IR Design ‐ Instructions - CompilerProgramming/ez-lang GitHub Wiki
This is part of the series that discusses what you must think about when deciding how to represent IRs.
The discussion here is primarily for linear Intermediate Representations. By linear we mean that the instructions are organized into sequences that are logically executed one after the other. This is in contrast to graph IRs where instructions are organized as a graph and the order of execution is not sufficiently defined by the graph.
For many algorithms we need to operate on the control flow graph. It is important to organize the instructions into Basic Blocks, where each BB encapsulates instructions that are executed sequentially. The final instruction in the BB must a jump to some other BB.
public class BasicBlock {
List<Instruction> instructions;
}
The Basic Blocks should contain links to predecessor and successor BBs - this forms the Control Flow graph. The links are driven by the jump instructions that terminate each BB.
public class BasicBlock {
List<Instruction> instructions;
List<BasicBlock> successors;
List<BasicBlock> predecessors;
}
Instructions deal with values, some of those may be Virtual Registers, some Constants, and even Basic Blocks, for example in jump Instructions. We therefore create a type called Operand that represents values handled by an Instruction. Operands can have different subtypes in an OO design (or an Operand can be a union or sumtype in non-OO languages) - where each subtype is for a specific type of value.
class Operand {}
class RegisterOperand extends Operand {}
class ConstantOperand extends Operand {}
From the optimization point of view, it is important to model the Instruction in such a way that we can easily handle following requirements:
- Does the instruction define a Register - i.e. assigns a value to it?

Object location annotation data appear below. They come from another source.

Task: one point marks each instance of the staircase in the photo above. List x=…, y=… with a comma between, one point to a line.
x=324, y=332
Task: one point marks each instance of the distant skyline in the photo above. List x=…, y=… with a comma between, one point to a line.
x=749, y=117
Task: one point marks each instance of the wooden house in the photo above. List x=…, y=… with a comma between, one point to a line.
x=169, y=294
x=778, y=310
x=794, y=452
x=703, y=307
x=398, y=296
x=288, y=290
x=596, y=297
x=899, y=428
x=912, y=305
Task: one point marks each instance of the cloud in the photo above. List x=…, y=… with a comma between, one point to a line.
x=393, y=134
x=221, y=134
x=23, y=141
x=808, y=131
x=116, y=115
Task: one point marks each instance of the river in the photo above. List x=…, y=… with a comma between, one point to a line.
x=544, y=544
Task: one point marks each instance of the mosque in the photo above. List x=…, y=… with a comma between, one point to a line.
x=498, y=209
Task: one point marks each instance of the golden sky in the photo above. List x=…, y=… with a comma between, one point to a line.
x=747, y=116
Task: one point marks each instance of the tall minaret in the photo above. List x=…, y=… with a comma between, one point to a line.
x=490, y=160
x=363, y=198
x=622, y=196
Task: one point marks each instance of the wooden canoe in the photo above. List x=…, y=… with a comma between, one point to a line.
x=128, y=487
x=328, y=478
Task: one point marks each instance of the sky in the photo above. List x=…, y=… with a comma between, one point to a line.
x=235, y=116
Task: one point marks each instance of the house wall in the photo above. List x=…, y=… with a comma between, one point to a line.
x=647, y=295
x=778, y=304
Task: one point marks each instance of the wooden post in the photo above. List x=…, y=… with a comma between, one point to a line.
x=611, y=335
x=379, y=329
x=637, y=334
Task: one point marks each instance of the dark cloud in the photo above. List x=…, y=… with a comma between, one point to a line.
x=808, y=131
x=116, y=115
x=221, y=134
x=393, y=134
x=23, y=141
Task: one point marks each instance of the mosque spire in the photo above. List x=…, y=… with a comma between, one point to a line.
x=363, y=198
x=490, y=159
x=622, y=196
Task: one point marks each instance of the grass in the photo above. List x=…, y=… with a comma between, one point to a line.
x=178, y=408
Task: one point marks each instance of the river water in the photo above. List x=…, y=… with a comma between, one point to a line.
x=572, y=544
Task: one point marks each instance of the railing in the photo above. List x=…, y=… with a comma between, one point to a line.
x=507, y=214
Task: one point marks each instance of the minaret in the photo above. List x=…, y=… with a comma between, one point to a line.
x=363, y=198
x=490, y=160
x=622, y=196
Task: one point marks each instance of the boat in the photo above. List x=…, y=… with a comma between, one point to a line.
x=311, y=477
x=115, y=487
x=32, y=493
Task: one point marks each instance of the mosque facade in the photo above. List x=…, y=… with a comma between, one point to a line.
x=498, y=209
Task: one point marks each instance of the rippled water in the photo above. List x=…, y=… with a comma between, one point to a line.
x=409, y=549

- Does it use Registers defined by other instructions
- Replace a register that is defined
- Replace a specific use of a Register - or replace all uses - a Register may be replaced by another Register or by something else such as a Constant.

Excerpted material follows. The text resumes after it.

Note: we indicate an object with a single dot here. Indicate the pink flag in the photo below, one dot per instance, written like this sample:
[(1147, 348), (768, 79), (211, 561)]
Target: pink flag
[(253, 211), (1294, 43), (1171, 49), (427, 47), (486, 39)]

Whether an Instruction defines a Register and/or uses Values including Registers depends on the Instruction type. So each Instruction type sets its own requirements, however, all Instructions satisfy the interface requirements above, so that the optimizer can treat each instruction uniformly.
class Instruction {
// Does this instruction define a value?
boolean definesVar();
// Get the defined value
Register def();
// Get register uses
List<Register> uses();
// Replace register that is defined
void replaceDef(Register newReg);
// Replace uses
void replaceUses(Register[] newUses);
// Replace specific use
boolean replaceUse(Register oldUse, Register newUse);
// Replace specific register with constant
void replaceWithConstant(Register register, ConstantOperand constantOperand);
}
Phi instructions also define a Register and use one or more Registers, but Phis do not have the same semantics as other instructions in many situations, such as when computing Liveness. So a consideration is how to model Phi instructions, whether they obey the general interface or have their own specialized interface. In EeZee language we give Phi instructions their own interface, which is similar to the general instruction but ensures that Phis cannot be erroneously manipulated by the optimizer. This has a trade off because there are scenarios where Phis do not require the special treatment.
class Phi extends Instruction {
// def = value
Register value();
void replaceValue(Register newReg);
// input = use
int numInputs();
Operand input(int i);
Register inputAsRegister(int i);
boolean isRegisterInput(int i);
Register[] inputRegisters();
void replaceInput(int i, Register newReg);
void removeInput(int i);
}
The optimizer must be able to:
- Identify an instruction
- Replace it with a new Instruction
- Or delete it
Thus every Instruction must have an identity. It is also helpful for an Instruction to know which BB it lives in.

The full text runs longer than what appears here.